My father-in-law lives in a rural area without cable or dish and just got an HD TV ("Element" but I think this applies to most of them). All but one digital channel according to antennaWeb.org are located to the east. So with his old directional antenna pointing to the east his TV will scan and find all but that one channel and map them as subs. If I type in the missing digital channel (in this case 6.1), it obviously can't tune to it because it was never mapped correctly. If I type in the "true" frequency, it won't tune to that either because the TV thinks it's an analog channel. (Am I right?)

Is there anyway to tune to that missing digital channel without rescanning with the antenna pointing to its location? Is his only option to get a multi-directional antenna?

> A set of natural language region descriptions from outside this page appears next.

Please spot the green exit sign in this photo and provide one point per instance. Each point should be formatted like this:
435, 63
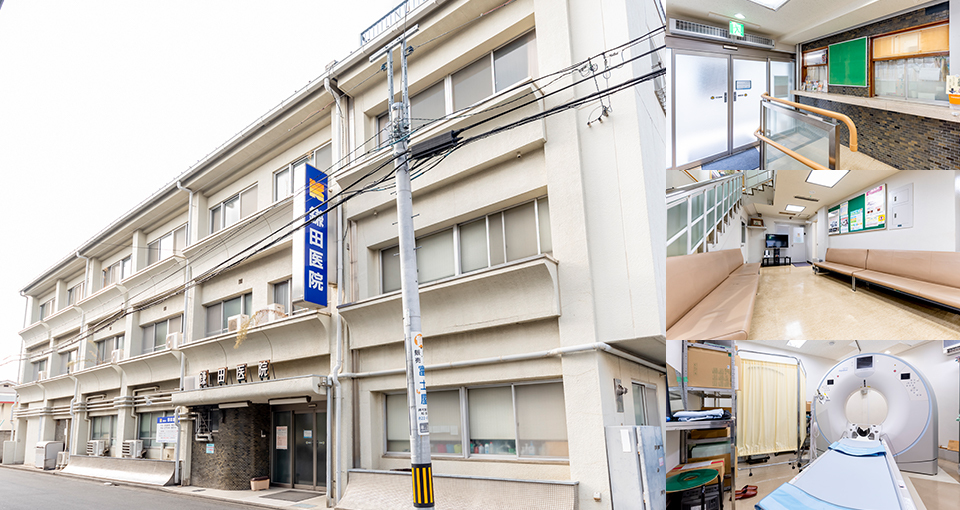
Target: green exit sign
736, 28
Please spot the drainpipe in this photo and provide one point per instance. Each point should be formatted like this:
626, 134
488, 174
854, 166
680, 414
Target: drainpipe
334, 375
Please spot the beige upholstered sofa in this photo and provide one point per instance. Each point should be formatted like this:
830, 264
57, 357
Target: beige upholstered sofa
930, 275
710, 296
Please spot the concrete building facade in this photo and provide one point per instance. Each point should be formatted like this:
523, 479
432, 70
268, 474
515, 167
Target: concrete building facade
540, 264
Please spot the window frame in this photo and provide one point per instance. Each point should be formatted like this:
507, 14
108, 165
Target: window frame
243, 305
465, 432
457, 258
223, 217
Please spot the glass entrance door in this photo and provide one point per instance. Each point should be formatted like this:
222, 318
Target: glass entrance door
300, 449
700, 106
749, 82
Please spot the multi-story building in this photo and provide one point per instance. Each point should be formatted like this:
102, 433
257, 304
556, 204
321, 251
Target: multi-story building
540, 265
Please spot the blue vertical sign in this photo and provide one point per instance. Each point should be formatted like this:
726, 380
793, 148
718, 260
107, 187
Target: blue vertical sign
315, 257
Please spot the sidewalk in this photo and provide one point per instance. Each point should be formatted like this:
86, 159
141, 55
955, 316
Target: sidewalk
266, 498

(I don't believe this TV has a way to "add" channels which might try to scan for subs. It only has a way to "skip" channels that shows the analog and digital ones it has already mapped.)


----------



## gfrang

You can try to scan it over.my tv lets you to add channels
the problem might be that the sub might not be live. Digital channels are still in transistion
and go on and off reg.


----------



## rynning

Thanks, but if the digital channel is working and can only be successfully scanned when the antenna is pointed to it, is there a way to tune to it without re-scanning for all channels?

In other words, can I get this TV to tune to a digital channel without scanning for all digital channels?


----------



## scooper

Depends on the TV. Some TVs/tuners will let you add a channel manually. In order for this to work, you need to know the ACTUAL on-air channel the digital station is on. After you do the scan for the majority, rotate the antenna to receive the strays and manually add them.

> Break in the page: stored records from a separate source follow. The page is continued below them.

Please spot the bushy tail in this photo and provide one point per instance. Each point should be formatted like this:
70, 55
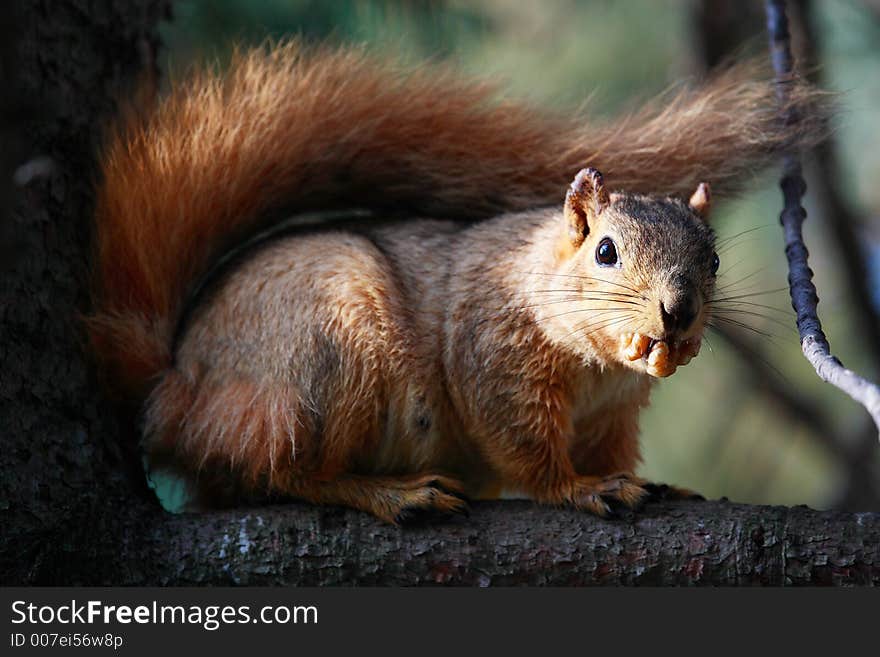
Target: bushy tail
293, 129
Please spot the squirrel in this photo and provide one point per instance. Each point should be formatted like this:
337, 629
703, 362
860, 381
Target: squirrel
488, 333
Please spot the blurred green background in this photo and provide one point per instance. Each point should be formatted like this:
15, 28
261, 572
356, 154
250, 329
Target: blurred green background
760, 428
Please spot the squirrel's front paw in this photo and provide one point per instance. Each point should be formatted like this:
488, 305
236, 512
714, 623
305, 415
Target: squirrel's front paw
661, 359
603, 495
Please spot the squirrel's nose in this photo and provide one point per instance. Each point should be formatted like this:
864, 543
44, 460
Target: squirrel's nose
678, 315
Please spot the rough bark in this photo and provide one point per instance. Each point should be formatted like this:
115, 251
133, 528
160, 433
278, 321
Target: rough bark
511, 543
73, 505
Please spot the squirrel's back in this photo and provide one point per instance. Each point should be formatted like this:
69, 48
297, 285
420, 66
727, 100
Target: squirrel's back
292, 129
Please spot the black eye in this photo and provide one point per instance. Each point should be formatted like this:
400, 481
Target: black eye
606, 252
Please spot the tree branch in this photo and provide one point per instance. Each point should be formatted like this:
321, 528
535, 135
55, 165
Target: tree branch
504, 543
803, 293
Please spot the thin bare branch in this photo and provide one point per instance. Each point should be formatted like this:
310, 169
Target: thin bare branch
803, 293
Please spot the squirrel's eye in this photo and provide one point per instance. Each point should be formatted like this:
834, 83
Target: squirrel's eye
606, 252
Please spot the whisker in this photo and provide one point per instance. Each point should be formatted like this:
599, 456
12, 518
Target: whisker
742, 325
752, 313
732, 304
581, 277
751, 294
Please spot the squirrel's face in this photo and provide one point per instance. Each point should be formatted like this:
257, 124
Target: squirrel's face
642, 269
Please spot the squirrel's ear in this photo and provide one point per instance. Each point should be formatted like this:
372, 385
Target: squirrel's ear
701, 201
586, 197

www.antennaweb.org should be able to give you an idea of the info required.


----------



## gfrang

Yea i look deep in the instruction manual to see if there is a way to add channels.
on my sony it has a add channels. I would contact the manufacture also


----------



## gfrang

I just thought of one other thing you can try. Maybe if you turn the antenna in between the two locations it might scan all channels in, if you look at the signal meter you might find a spot were it will work


----------



## rynning

Thanks, but are you sure your Sony can add digital channels manually? If you ask it to add (for example) 6.1, it wouldn't know what frequency that is actually mapped to and how.


----------



## gfrang

rynning said:


> Thanks, but are you sure your Sony can add digital channels manually? If you ask it to add (for example) 6.1, it wouldn't know what frequency that is actually mapped to and how.

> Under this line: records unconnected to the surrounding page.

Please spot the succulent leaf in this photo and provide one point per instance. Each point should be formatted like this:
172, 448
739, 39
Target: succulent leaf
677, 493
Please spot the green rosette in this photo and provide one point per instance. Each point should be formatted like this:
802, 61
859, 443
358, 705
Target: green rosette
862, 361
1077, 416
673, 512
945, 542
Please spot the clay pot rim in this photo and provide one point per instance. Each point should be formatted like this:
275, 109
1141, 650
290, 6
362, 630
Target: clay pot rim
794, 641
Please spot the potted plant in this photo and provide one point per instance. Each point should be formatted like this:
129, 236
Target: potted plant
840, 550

No i cant add channels manually buy i can do a add scan, what a add scan will do is instead of erasing what you prev. scaned it will add to it. The reason you cant type in channels in whit out scaning them in is they are in a virtual channel when you scan then in it finds the freq. and recovers channel info. if you cant find a add scan then i would play whit the rotor and find a spot where it might find all channels you need .
after that if it works and say you want to tune to say ch6 you will have to turn the antenna to that location to get that channel
when you look for scan types in menu it might say (add channels)or (serch for channels) the first scan you should do.


----------



## rynning

Thanks. I'll look more closely, but I doubt this low-end set has the ability to "add-scan"...


----------



## scooper

Like I said - you need to find out the "real" channel the digital station is broadcasting on for the manual add to work. My cheap Olevia will let me manually add channels (both analog AND digital) this way. After you find the channel , the digital should use it's virtual channel.


----------